Libby slapped a hand over her mouth to stifle her laughter.  Her friend glared at us, suddenly sober.  The boy slumped beside my feet.  He rolled onto his hands and knees and made a grunting noise that made me suddenly regret letting him touch me, letting him feel these new corners of my body.

My uncle marched around the perimeter of the pigpen, fists clenched.  He glared at Libby and her friend as he swatted my boom box off the rock.  It landed in a puddle of pig’s blood, still as noisy as before but now coated with blood.

“That’s not even mine,” Libby said, her fingers digging into her hips.

The drive back to Delle’s took a minute.   The bench seat of my uncle’s truck stuck to the back of my legs.  Even though there was plenty of room for the three of us, I felt squeezed between Libby and my uncle.  I held the boom box, still spotted with a sticky film, on my lap.  I wondered if it would leave stains, mementos marking my shorts.  My fingers traced the scratches in the plastic from the rock.

In one ear, Libby whispered, “What did you do?”
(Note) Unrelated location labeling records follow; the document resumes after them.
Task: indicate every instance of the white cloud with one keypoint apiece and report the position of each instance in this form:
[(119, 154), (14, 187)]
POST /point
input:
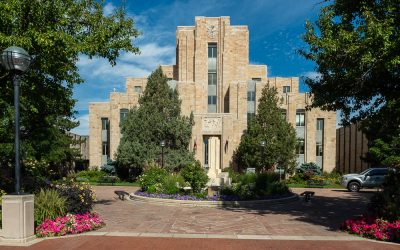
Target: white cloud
[(311, 74), (83, 128)]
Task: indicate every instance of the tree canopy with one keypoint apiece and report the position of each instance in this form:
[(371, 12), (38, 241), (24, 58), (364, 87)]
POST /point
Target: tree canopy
[(158, 117), (269, 125), (55, 33)]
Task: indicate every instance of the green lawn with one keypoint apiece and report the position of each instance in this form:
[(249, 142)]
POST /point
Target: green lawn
[(123, 183), (296, 185)]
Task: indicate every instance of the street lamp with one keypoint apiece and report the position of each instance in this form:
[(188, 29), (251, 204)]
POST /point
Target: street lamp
[(162, 144), (16, 60), (262, 145)]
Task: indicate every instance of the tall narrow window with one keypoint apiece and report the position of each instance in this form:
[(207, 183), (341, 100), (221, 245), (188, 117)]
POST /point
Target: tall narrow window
[(300, 118), (300, 147), (138, 89), (319, 142), (251, 100), (123, 113), (251, 96), (206, 150), (212, 78)]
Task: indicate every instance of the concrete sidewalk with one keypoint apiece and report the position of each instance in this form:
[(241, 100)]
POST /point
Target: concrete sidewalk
[(294, 225), (152, 243)]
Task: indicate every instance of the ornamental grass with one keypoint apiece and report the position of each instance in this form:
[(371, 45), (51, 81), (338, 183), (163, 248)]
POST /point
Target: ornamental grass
[(69, 224)]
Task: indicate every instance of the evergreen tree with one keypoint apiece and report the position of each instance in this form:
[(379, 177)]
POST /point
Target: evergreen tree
[(158, 117), (55, 33), (270, 126)]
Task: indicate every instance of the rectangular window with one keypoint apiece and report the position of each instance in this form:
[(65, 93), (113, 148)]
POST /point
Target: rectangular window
[(283, 112), (205, 150), (138, 89), (300, 118), (250, 117), (212, 50), (251, 96), (300, 147), (320, 124), (319, 149), (123, 113), (104, 123), (212, 99), (212, 78)]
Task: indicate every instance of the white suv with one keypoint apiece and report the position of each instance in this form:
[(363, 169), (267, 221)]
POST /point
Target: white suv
[(370, 178)]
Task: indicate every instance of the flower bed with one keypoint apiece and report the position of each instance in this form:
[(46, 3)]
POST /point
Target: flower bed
[(69, 224), (208, 198), (373, 228)]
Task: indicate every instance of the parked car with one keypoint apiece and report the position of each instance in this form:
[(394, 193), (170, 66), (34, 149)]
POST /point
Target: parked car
[(370, 178)]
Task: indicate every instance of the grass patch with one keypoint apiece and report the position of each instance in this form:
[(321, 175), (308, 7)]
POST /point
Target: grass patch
[(297, 185), (122, 183)]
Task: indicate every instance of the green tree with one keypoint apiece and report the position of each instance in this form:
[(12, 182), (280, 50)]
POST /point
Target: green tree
[(158, 117), (356, 46), (55, 33), (270, 126)]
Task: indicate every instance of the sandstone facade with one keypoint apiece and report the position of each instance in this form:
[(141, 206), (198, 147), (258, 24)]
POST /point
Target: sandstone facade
[(216, 82)]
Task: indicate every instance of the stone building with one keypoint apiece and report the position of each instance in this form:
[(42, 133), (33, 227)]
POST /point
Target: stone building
[(351, 149), (215, 81)]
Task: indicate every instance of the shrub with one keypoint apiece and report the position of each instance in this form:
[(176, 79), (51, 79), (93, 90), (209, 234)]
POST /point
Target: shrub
[(108, 169), (152, 176), (91, 175), (309, 169), (386, 204), (373, 228), (69, 224), (196, 176), (79, 196), (48, 205), (172, 184), (263, 180)]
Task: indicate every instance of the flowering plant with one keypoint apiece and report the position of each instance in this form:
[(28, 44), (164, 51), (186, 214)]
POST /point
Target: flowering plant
[(69, 224), (374, 228)]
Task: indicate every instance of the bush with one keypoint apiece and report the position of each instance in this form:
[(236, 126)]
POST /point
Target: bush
[(152, 176), (79, 196), (48, 205), (69, 224), (386, 204), (373, 228), (309, 169), (172, 184), (196, 176), (91, 175)]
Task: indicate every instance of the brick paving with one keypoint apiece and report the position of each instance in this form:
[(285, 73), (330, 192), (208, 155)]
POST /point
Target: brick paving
[(319, 217)]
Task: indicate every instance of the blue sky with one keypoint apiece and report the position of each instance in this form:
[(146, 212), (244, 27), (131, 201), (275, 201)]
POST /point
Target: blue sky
[(275, 34)]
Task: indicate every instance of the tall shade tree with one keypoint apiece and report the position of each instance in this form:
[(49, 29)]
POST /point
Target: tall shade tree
[(55, 33), (270, 126), (158, 117), (356, 47)]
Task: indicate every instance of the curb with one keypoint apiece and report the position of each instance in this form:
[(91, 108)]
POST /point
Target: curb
[(189, 203)]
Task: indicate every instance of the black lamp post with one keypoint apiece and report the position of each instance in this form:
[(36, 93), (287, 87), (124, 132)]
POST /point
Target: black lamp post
[(262, 145), (16, 60), (162, 144)]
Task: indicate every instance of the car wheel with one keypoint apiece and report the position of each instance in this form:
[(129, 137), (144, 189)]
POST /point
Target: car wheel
[(353, 186)]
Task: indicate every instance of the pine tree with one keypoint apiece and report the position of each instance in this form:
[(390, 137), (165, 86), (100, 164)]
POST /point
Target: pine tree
[(158, 117), (270, 126)]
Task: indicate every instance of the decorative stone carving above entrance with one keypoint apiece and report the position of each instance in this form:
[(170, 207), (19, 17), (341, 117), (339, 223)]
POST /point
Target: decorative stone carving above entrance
[(212, 29), (212, 124)]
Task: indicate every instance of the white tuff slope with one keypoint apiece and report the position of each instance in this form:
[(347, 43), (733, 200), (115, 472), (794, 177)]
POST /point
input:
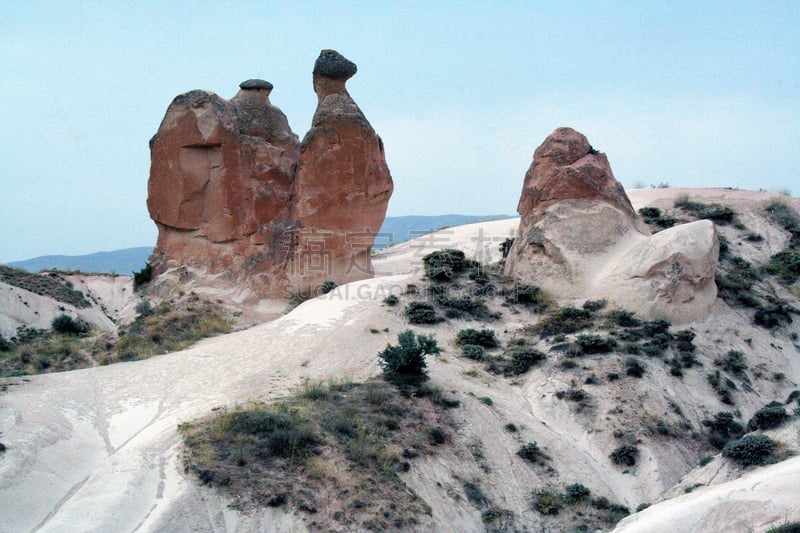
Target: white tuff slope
[(98, 450)]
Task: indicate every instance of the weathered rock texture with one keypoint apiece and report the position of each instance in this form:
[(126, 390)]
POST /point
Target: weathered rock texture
[(579, 237), (241, 205)]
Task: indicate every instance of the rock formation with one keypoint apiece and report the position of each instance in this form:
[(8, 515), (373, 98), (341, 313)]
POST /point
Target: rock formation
[(241, 205), (579, 237)]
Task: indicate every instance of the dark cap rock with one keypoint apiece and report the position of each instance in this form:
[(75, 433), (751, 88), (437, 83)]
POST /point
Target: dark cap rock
[(332, 64), (254, 85)]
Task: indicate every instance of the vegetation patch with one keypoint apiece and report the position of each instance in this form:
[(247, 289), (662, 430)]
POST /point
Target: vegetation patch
[(166, 328), (421, 313), (405, 363), (333, 454), (770, 416), (49, 283), (750, 450)]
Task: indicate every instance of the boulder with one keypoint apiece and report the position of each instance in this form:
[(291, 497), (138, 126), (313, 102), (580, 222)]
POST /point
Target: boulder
[(668, 276), (241, 205), (343, 184), (579, 238), (574, 215)]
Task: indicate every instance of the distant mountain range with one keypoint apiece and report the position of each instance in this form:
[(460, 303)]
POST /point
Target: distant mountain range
[(394, 230)]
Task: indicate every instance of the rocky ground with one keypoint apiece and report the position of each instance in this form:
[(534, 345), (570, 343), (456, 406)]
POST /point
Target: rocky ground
[(99, 449)]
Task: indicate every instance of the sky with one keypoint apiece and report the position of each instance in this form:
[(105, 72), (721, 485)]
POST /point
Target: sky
[(693, 94)]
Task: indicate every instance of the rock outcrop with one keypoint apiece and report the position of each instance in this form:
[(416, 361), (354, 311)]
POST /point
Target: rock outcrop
[(579, 237), (242, 206)]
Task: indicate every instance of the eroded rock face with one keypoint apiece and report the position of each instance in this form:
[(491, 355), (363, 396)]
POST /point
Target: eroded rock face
[(669, 276), (343, 185), (242, 206), (574, 214), (579, 237)]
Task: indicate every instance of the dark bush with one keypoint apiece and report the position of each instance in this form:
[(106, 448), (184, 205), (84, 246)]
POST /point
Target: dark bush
[(483, 337), (785, 266), (528, 295), (564, 320), (784, 216), (406, 363), (473, 351), (521, 359), (623, 318), (530, 452), (143, 276), (421, 313), (733, 362), (475, 307), (547, 503), (67, 325), (634, 368), (592, 343), (576, 493), (444, 265), (750, 450), (770, 416), (722, 428), (327, 286), (625, 455)]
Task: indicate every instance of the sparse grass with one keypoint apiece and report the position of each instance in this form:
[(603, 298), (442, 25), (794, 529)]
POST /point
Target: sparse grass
[(750, 450), (421, 313), (625, 455), (49, 284), (339, 450), (166, 329), (484, 337)]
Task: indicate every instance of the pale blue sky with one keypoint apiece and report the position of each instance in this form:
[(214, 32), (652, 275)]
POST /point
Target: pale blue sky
[(691, 93)]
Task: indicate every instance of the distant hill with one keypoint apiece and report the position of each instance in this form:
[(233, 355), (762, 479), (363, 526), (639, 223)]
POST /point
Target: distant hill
[(394, 230), (117, 261)]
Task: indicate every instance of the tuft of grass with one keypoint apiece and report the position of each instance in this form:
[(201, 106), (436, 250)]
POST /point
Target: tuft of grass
[(339, 450), (50, 283)]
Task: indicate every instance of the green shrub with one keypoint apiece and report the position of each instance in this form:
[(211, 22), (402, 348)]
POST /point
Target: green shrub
[(391, 300), (65, 324), (564, 320), (784, 216), (405, 363), (530, 296), (634, 368), (626, 455), (722, 429), (421, 313), (770, 416), (473, 306), (576, 493), (785, 266), (593, 343), (531, 452), (473, 351), (750, 450), (483, 337), (444, 265), (733, 362), (547, 503), (143, 276), (520, 359), (327, 286), (654, 217)]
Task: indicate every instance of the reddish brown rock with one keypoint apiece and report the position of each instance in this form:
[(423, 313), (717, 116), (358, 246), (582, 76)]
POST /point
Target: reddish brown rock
[(242, 207), (579, 238), (566, 167), (343, 183)]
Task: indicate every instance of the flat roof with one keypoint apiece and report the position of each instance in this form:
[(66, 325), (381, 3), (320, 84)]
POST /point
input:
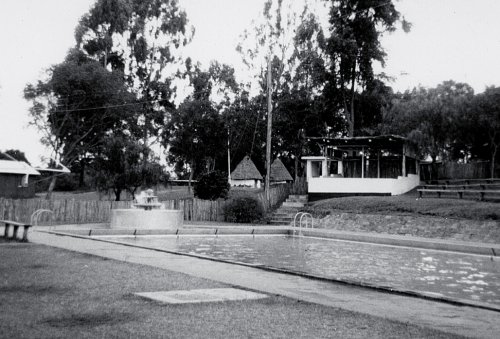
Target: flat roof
[(17, 167), (379, 141)]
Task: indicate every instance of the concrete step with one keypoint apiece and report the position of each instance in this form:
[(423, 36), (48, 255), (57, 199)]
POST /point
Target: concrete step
[(298, 198), (293, 204)]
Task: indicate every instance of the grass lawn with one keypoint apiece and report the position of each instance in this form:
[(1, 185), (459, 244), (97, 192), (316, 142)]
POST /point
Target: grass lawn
[(52, 293), (409, 204)]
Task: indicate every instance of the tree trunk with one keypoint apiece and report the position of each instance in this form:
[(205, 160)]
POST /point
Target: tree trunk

On the other side, my uncle barked warnings.  “Wait’ll Delle hears about this.  Your momma’s gonna kill you.”  The words whirled around me like objects picked up in a cyclone while I remained the steady center.  My uncle didn’t seem to care about Libby, about the strange smoke that had encircled her and her friend.

“Delle thought she could trust you, Heather.  Why did you go messing around with that boy?”

I knew they wouldn’t tell my mom anything.  If they did, she would look at them in the way she had when she first arrived, the way that said she had left them behind and found a better life away from the country, away from them.  A country mouse turned suburban mouse.  My mom blinked it away quickly, but I always saw the edge of superiority in her eyes before she settled into our visits, and let her old accent find her mouth again.

That night Libby clicked off the light but we lay awake staring at the ceiling.

“That Ouija board don’t know shit,” Libby said.

I wasn’t ready to open the door to being the chummy cousins that seemed to exist for everyone but me.  Before the pigpen I would have given her everything.

Outside the window, crickets chirred.  A branch cracked in the forest where we weren’t allowed to play because of snakes.  I could swear that the pigs cried in the distance, but it was probably another animal, still alive.

“What’s that boy’s name?” I asked.

“You don’t know?” She said.

“Curtis,” Libby said finally.  “Dumbass Curt.”

I rolled his name around in my mouth, alternating Curtis and Curt.  A strange relief that this feeling that had taken root in the pit of my stomach, that welled up like a sob before I could swallow it, had a name.